Secondo questa impostazione le sentenze, come quella relativa alla strage di Bologna, si rispettano; il coinvolgimento dei neofascisti nell’attentato del 2 agosto 1980 è «acclarato»; ma chiedere il licenziamento di De Angelis è da mentalità «totalitaria». Tutto ciò è stato trasmesso ai parlamentari tramite Ore Otto, l’opuscolo interno di Fdi, un vademecum giornaliero ideato dalla comunicazione di via della Scrofa per aiutare gli eletti a districarsi tra i principali temi di attualità.
Si è anche notata, fin dentro alle stanze di Palazzo Chigi, con un certo favore la posizione di silenziosa attesa che gli alleati di governo stanno tenendo su questa vicenda.

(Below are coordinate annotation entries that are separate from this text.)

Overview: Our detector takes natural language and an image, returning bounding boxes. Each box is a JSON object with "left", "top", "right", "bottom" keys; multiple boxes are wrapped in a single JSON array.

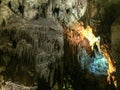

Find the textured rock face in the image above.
[
  {"left": 0, "top": 17, "right": 64, "bottom": 90},
  {"left": 2, "top": 0, "right": 87, "bottom": 26},
  {"left": 111, "top": 19, "right": 120, "bottom": 90}
]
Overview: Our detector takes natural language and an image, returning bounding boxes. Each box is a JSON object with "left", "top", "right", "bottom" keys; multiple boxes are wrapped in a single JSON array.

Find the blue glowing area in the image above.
[{"left": 89, "top": 53, "right": 108, "bottom": 75}]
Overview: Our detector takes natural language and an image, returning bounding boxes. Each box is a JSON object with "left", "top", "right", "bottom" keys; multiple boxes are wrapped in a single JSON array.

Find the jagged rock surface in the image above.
[{"left": 0, "top": 17, "right": 64, "bottom": 87}]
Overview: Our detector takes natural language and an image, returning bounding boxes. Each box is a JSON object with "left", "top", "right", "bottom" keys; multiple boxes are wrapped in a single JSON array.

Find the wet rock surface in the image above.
[{"left": 0, "top": 0, "right": 119, "bottom": 90}]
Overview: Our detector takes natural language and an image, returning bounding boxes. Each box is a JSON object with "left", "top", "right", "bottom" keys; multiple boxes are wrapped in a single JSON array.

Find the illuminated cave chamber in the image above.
[{"left": 0, "top": 0, "right": 120, "bottom": 90}]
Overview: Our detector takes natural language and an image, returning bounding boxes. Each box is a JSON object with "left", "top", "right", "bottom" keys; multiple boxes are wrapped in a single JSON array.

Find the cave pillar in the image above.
[{"left": 111, "top": 25, "right": 120, "bottom": 90}]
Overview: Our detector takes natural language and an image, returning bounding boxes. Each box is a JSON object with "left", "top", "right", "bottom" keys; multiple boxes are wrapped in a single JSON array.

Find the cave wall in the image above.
[
  {"left": 111, "top": 18, "right": 120, "bottom": 90},
  {"left": 0, "top": 0, "right": 119, "bottom": 90}
]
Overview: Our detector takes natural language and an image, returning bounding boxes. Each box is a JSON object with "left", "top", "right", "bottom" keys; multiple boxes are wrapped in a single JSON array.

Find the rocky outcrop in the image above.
[
  {"left": 1, "top": 0, "right": 87, "bottom": 26},
  {"left": 0, "top": 17, "right": 64, "bottom": 89}
]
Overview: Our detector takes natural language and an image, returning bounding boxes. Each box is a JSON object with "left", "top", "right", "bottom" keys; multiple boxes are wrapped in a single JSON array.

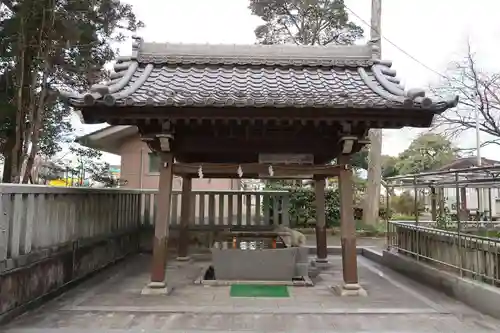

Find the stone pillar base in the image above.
[
  {"left": 314, "top": 258, "right": 332, "bottom": 270},
  {"left": 141, "top": 282, "right": 170, "bottom": 295},
  {"left": 332, "top": 283, "right": 368, "bottom": 297}
]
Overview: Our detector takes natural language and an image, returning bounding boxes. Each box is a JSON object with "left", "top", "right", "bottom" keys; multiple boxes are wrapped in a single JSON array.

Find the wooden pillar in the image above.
[
  {"left": 460, "top": 187, "right": 468, "bottom": 221},
  {"left": 431, "top": 187, "right": 437, "bottom": 222},
  {"left": 314, "top": 178, "right": 328, "bottom": 263},
  {"left": 149, "top": 153, "right": 174, "bottom": 288},
  {"left": 177, "top": 176, "right": 192, "bottom": 260},
  {"left": 338, "top": 155, "right": 359, "bottom": 286},
  {"left": 437, "top": 188, "right": 445, "bottom": 216}
]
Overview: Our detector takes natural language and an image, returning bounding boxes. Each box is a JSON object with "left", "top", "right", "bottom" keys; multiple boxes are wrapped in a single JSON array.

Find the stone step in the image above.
[{"left": 3, "top": 311, "right": 490, "bottom": 333}]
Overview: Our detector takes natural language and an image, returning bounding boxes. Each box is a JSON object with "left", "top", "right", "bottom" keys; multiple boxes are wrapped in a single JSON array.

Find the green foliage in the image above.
[
  {"left": 382, "top": 155, "right": 399, "bottom": 178},
  {"left": 391, "top": 191, "right": 424, "bottom": 218},
  {"left": 396, "top": 133, "right": 458, "bottom": 174},
  {"left": 351, "top": 149, "right": 368, "bottom": 170},
  {"left": 70, "top": 146, "right": 126, "bottom": 187},
  {"left": 382, "top": 133, "right": 460, "bottom": 178},
  {"left": 263, "top": 186, "right": 340, "bottom": 228},
  {"left": 0, "top": 0, "right": 142, "bottom": 181},
  {"left": 249, "top": 0, "right": 363, "bottom": 45}
]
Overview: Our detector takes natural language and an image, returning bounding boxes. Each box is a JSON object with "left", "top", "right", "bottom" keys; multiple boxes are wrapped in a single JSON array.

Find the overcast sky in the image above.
[{"left": 75, "top": 0, "right": 500, "bottom": 163}]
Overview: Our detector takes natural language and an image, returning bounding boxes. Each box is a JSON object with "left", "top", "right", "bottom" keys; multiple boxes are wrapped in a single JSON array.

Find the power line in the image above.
[{"left": 344, "top": 4, "right": 451, "bottom": 80}]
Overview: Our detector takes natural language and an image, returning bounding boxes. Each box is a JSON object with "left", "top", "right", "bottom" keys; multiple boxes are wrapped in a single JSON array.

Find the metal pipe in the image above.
[
  {"left": 387, "top": 178, "right": 500, "bottom": 188},
  {"left": 413, "top": 177, "right": 418, "bottom": 226},
  {"left": 385, "top": 164, "right": 500, "bottom": 181},
  {"left": 455, "top": 173, "right": 463, "bottom": 276},
  {"left": 385, "top": 187, "right": 392, "bottom": 249}
]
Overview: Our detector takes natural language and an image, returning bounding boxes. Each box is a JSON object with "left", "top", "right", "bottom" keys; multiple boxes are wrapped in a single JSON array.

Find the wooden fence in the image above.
[
  {"left": 0, "top": 184, "right": 288, "bottom": 263},
  {"left": 141, "top": 191, "right": 289, "bottom": 230}
]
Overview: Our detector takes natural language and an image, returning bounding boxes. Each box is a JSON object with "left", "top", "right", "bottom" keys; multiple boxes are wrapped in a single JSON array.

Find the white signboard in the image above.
[
  {"left": 259, "top": 154, "right": 314, "bottom": 179},
  {"left": 259, "top": 154, "right": 314, "bottom": 164}
]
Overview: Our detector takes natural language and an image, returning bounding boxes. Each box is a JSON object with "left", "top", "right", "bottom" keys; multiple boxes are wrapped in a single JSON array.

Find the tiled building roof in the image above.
[{"left": 62, "top": 38, "right": 457, "bottom": 113}]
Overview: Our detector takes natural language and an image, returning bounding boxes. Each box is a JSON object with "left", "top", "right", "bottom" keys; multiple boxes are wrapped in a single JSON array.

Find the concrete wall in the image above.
[
  {"left": 120, "top": 134, "right": 240, "bottom": 191},
  {"left": 0, "top": 232, "right": 139, "bottom": 322}
]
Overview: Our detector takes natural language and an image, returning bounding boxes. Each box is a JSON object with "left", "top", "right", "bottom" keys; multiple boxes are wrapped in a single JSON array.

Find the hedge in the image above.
[{"left": 264, "top": 187, "right": 386, "bottom": 228}]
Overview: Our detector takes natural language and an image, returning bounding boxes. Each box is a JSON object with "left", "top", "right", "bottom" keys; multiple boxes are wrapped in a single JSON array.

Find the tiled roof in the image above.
[{"left": 62, "top": 39, "right": 457, "bottom": 113}]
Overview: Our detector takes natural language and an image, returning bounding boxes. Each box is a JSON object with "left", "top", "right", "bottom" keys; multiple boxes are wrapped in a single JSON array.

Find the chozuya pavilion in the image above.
[{"left": 62, "top": 37, "right": 458, "bottom": 290}]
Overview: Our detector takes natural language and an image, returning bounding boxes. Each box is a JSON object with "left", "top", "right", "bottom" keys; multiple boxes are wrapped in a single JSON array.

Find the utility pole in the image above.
[
  {"left": 475, "top": 102, "right": 485, "bottom": 215},
  {"left": 363, "top": 0, "right": 382, "bottom": 225}
]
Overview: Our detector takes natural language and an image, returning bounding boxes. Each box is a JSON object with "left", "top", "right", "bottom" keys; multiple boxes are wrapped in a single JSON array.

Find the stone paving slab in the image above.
[{"left": 0, "top": 255, "right": 500, "bottom": 333}]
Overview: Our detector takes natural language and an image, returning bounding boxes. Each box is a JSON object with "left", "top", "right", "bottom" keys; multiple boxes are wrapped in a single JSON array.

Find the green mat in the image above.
[{"left": 229, "top": 284, "right": 290, "bottom": 297}]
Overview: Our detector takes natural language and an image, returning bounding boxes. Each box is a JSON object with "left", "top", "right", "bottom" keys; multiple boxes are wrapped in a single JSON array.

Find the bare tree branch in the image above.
[{"left": 431, "top": 43, "right": 500, "bottom": 146}]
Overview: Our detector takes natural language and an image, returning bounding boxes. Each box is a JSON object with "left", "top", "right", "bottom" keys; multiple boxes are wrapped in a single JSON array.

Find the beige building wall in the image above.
[{"left": 120, "top": 134, "right": 240, "bottom": 191}]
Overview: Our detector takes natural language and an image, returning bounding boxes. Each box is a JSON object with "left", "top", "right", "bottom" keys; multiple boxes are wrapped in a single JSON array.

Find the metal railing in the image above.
[
  {"left": 387, "top": 221, "right": 500, "bottom": 287},
  {"left": 0, "top": 184, "right": 289, "bottom": 262}
]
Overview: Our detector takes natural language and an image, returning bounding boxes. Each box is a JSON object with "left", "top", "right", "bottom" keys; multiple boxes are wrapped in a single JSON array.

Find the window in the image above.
[{"left": 148, "top": 153, "right": 161, "bottom": 173}]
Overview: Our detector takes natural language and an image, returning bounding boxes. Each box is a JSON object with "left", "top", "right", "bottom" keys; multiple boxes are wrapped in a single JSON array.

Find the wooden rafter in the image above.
[{"left": 170, "top": 163, "right": 350, "bottom": 178}]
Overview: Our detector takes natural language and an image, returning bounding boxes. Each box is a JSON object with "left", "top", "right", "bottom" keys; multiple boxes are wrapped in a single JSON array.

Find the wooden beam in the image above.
[{"left": 173, "top": 163, "right": 343, "bottom": 178}]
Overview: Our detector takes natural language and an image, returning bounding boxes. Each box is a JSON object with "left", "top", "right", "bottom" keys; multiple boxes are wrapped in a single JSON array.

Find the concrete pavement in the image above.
[{"left": 3, "top": 253, "right": 500, "bottom": 333}]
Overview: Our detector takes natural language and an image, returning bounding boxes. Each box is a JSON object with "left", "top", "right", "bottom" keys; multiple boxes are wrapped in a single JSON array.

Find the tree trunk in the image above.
[{"left": 363, "top": 129, "right": 382, "bottom": 225}]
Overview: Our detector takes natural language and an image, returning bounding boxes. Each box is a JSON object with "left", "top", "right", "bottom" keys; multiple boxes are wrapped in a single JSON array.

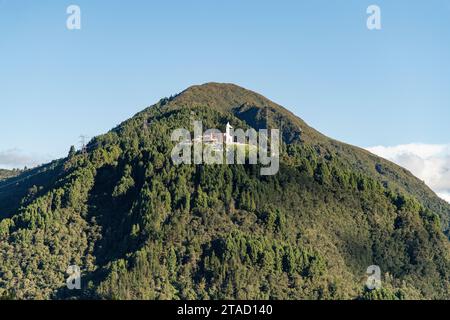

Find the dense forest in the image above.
[
  {"left": 0, "top": 169, "right": 21, "bottom": 180},
  {"left": 0, "top": 83, "right": 450, "bottom": 300}
]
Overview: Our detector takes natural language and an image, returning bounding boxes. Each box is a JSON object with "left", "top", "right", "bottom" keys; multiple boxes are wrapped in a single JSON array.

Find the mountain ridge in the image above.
[{"left": 0, "top": 83, "right": 450, "bottom": 299}]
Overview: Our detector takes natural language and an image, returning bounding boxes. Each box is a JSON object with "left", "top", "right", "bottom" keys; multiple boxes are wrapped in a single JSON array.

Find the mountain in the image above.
[
  {"left": 0, "top": 169, "right": 20, "bottom": 180},
  {"left": 0, "top": 83, "right": 450, "bottom": 299}
]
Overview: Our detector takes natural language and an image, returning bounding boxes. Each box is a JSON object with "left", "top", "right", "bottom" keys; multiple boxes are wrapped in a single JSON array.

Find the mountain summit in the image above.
[{"left": 0, "top": 83, "right": 450, "bottom": 299}]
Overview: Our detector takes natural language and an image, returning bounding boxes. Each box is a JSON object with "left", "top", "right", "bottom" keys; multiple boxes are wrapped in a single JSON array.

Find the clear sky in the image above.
[{"left": 0, "top": 0, "right": 450, "bottom": 166}]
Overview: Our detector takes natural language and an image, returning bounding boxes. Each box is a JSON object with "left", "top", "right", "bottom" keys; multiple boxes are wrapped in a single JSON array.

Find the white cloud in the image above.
[
  {"left": 367, "top": 143, "right": 450, "bottom": 202},
  {"left": 0, "top": 149, "right": 51, "bottom": 169}
]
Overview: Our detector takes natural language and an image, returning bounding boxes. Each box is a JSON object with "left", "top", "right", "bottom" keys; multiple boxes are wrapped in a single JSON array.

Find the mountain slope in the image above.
[{"left": 0, "top": 83, "right": 450, "bottom": 299}]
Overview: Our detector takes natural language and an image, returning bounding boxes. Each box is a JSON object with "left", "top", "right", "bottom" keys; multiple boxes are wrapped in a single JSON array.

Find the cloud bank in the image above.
[
  {"left": 0, "top": 149, "right": 50, "bottom": 169},
  {"left": 366, "top": 143, "right": 450, "bottom": 202}
]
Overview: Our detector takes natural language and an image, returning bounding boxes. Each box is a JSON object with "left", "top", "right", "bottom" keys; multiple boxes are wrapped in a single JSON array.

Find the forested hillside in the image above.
[
  {"left": 0, "top": 169, "right": 20, "bottom": 180},
  {"left": 0, "top": 83, "right": 450, "bottom": 299}
]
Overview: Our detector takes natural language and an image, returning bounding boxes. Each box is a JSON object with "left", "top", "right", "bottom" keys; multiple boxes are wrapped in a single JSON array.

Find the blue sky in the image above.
[{"left": 0, "top": 0, "right": 450, "bottom": 167}]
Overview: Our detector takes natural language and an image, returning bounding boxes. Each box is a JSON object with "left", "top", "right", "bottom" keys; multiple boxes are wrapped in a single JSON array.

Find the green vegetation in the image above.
[
  {"left": 0, "top": 84, "right": 450, "bottom": 299},
  {"left": 0, "top": 169, "right": 20, "bottom": 181}
]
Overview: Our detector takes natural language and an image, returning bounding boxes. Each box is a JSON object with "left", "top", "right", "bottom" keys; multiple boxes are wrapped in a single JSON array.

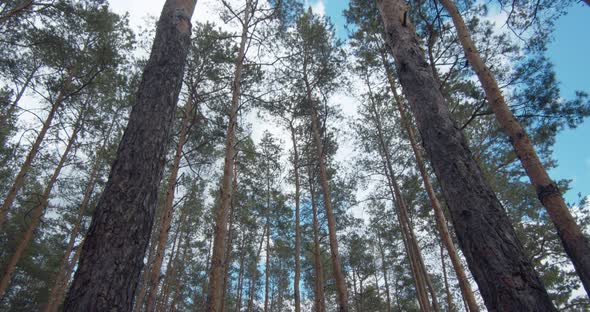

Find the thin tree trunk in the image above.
[
  {"left": 0, "top": 70, "right": 74, "bottom": 227},
  {"left": 377, "top": 233, "right": 391, "bottom": 312},
  {"left": 381, "top": 47, "right": 479, "bottom": 312},
  {"left": 248, "top": 227, "right": 266, "bottom": 312},
  {"left": 367, "top": 81, "right": 437, "bottom": 311},
  {"left": 236, "top": 232, "right": 246, "bottom": 312},
  {"left": 440, "top": 0, "right": 590, "bottom": 295},
  {"left": 289, "top": 121, "right": 301, "bottom": 312},
  {"left": 220, "top": 163, "right": 238, "bottom": 311},
  {"left": 0, "top": 110, "right": 85, "bottom": 298},
  {"left": 376, "top": 0, "right": 555, "bottom": 311},
  {"left": 147, "top": 92, "right": 193, "bottom": 312},
  {"left": 264, "top": 159, "right": 270, "bottom": 312},
  {"left": 64, "top": 0, "right": 196, "bottom": 312},
  {"left": 49, "top": 241, "right": 84, "bottom": 312},
  {"left": 304, "top": 69, "right": 348, "bottom": 312},
  {"left": 308, "top": 173, "right": 326, "bottom": 312},
  {"left": 207, "top": 0, "right": 252, "bottom": 312},
  {"left": 440, "top": 242, "right": 454, "bottom": 312}
]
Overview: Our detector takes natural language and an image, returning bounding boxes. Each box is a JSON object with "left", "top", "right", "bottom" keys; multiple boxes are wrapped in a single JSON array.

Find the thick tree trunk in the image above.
[
  {"left": 247, "top": 227, "right": 266, "bottom": 312},
  {"left": 304, "top": 72, "right": 348, "bottom": 312},
  {"left": 43, "top": 155, "right": 106, "bottom": 312},
  {"left": 289, "top": 121, "right": 301, "bottom": 312},
  {"left": 64, "top": 0, "right": 195, "bottom": 312},
  {"left": 308, "top": 173, "right": 326, "bottom": 312},
  {"left": 381, "top": 47, "right": 479, "bottom": 312},
  {"left": 220, "top": 163, "right": 238, "bottom": 311},
  {"left": 0, "top": 71, "right": 74, "bottom": 227},
  {"left": 0, "top": 111, "right": 85, "bottom": 298},
  {"left": 439, "top": 0, "right": 590, "bottom": 295},
  {"left": 147, "top": 93, "right": 193, "bottom": 312},
  {"left": 207, "top": 0, "right": 252, "bottom": 312},
  {"left": 377, "top": 0, "right": 555, "bottom": 311}
]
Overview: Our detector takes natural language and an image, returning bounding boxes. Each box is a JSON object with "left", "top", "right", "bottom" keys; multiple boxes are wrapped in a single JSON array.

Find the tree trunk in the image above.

In FdI si sta cercando di ribaltare la narrazione: i liberali siamo noi e i censori sono quelli del Pd. A portare sostanza a questo tentativo di contrattacco politico-mediatico sono nelle varie chat del Palazzo e dintorni in cui gira un documento del ‘94 nel quale molta intellighenzia di sinistra esprimeva dubbi sulla condanna di Mambro e Fioravanti. I nomi: Luigi Manconi, Miriam Mafai (vedova di Pajetta), Giovanna Pajetta (figlia), Franca Chiaromonte (figlia) Marco Boato (ex Lotta Continua), don Luigi Di Liegro, Silvio di Francia (scomparso da poco e anche lui ex Lotta Continua), la regista Liliana Cavani e via così con centinaia di altre firme. Di più. A difesa di De Angelis la controffensiva meloniana sta schierando tutte quelle testimonianze, a volte remote come nel caso di Cossiga che credeva alla pista palestinese e non a quella neofascista, fatte di dubbi sulle condanne per Bologna che portò alla creazione del comitato “E se fossero innocenti?”. Vi figuravano tra gli altri Tony Negri e Liliana Cavani, Taradash e Minoli, Sandro Curzi e Oliviero Toscani.
NESSUNA RESA
E insomma tra le scuse di De Angelis nel suo post su Fb (testo molto controllato da chi di dovere e rispettosissimo verso Mattarella e i familiari delle vittime), il silenzio-assenso degli alleati (a parte qualche voce incontrollata), la prudenza estrema di Meloni che almeno formalmente ha rimesso tutto nelle mani di Rocca, e l’offensiva mediatica si è provato a non farsi travolgere dal caso. L’imbarazzo è tanto, e la scontentezza di Giorgia è profonda, ma si è decisa una strategia che non prevede la resa.